The murder in “Sharp Objects” serves as a tool for a broader canvas. Hunting the killer takes a back seat to the twisted personal stories of the town. The story is really about the people and what makes them tick. Within Camille’s lavish childhood home, which looks like a place taken from a Faulkner novel or Tennessee Williams play, Adora lords over her weakling husband, Alan (Henry Czerny), who blocks out the world by listening to music on his high-tech record player. They are almost oblivious to Amma taking drugs upstairs with her friends, daring Camille to join in or keep quiet. The town sheriff, Vickery (Matt Craven), is an old cynic who of course suspects the murders could have been committed by a Mexican migrant. Is he sleeping with Adora? The script deliciously keeps it subtle and for us to ponder. The teenagers are brilliantly written with a naked honesty about how bored, entitled kids behave in a bare environment. Madison Davenport is particularly good as Meredith, the cheerleader girlfriend of John (Taylor John Smith), the brother of one of the missing girls, who only cares about how popularity gives you real worth in this town. Eliza Scanlen is like the little sister from hell, boozing, flirting and teasing the local men without the slightest idea of how dangerous it can be. There is also dark humor in how the local women gather for “pity parties” where they watch romantic comedies and then weep over their marital woes.

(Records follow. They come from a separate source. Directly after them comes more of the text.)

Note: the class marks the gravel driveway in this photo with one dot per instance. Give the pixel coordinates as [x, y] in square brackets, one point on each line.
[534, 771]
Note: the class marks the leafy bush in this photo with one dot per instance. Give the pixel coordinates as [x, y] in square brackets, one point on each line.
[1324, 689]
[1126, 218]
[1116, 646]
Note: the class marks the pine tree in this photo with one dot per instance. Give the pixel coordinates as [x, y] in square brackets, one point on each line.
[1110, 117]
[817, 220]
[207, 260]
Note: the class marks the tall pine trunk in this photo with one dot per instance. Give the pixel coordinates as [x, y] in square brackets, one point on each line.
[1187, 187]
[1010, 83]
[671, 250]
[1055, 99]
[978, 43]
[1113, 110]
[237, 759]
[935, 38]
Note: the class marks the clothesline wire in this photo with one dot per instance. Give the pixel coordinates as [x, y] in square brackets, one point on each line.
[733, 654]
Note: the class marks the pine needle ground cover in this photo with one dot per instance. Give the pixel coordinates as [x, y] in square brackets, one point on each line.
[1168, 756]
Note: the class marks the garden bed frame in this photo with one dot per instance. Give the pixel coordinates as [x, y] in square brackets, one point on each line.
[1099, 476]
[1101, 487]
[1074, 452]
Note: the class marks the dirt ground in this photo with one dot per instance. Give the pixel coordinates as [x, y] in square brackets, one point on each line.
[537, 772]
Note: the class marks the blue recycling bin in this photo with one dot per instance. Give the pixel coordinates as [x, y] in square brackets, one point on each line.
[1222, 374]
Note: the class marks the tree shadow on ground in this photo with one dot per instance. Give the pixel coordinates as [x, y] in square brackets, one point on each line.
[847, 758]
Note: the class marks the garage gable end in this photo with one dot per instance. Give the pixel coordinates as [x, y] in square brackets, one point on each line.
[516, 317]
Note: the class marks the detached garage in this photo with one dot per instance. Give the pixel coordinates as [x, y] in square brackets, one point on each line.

But the most impressive performance is Amy Adams as Camille. “Sharp Objects” is one of the most striking recent TV portraits of a haunted character. Camille is so human in her flaws. Her scars, her drinking and the way she eventually gets close to Richard, are never part of some cheap, melodramatic narrative. Her hidden past has nothing to do with some over the top trauma. She just never got over what happened to her as a kid in an environment where her mother was a loveless virago, and she found feeling and contact by giving herself to many of the local boys. There is real pain in Adams’s eyes when she recounts an event, or almost tauntingly tells Richard about her exploits. In one scene a former football player, now grown, actually apologizes to Camille with genuine shame for taking advantage of her. Camille can only sneer. When she fights with Adora there is the rubber band tension of feeling entrapped by someone who will simply never listen. There is a sex scene involving Camille allowing someone to touch her scars that is never sensual, but full of honest pain. Her editor, Frank (Miguel Sandoval), is wonderfully written as a boss who actually cares, but is clueless himself in how to deal with someone in Camille’s emotional state. Led Zeppelin becomes her soundtrack in the car, the band’s pounding rhythms and eerie riffs giving some cohesion to her boiling emotions.

Yet this remains a detective story and as the threads tie together it becomes quite riveting. This is not a chase show, and for most of its chapters there is never a single bullet fired. What it does is bring us into this town, place us among these people and reveal how a place can shape a person. When the final revelation is made, it is a tragic, but fitting curtain call. “Sharp Objects” mixes murder and family into a gothic fable about the deep scars our cradles can leave behind.

Sharp Objects” premieres July 8 at 9 p.m. ET on HBO.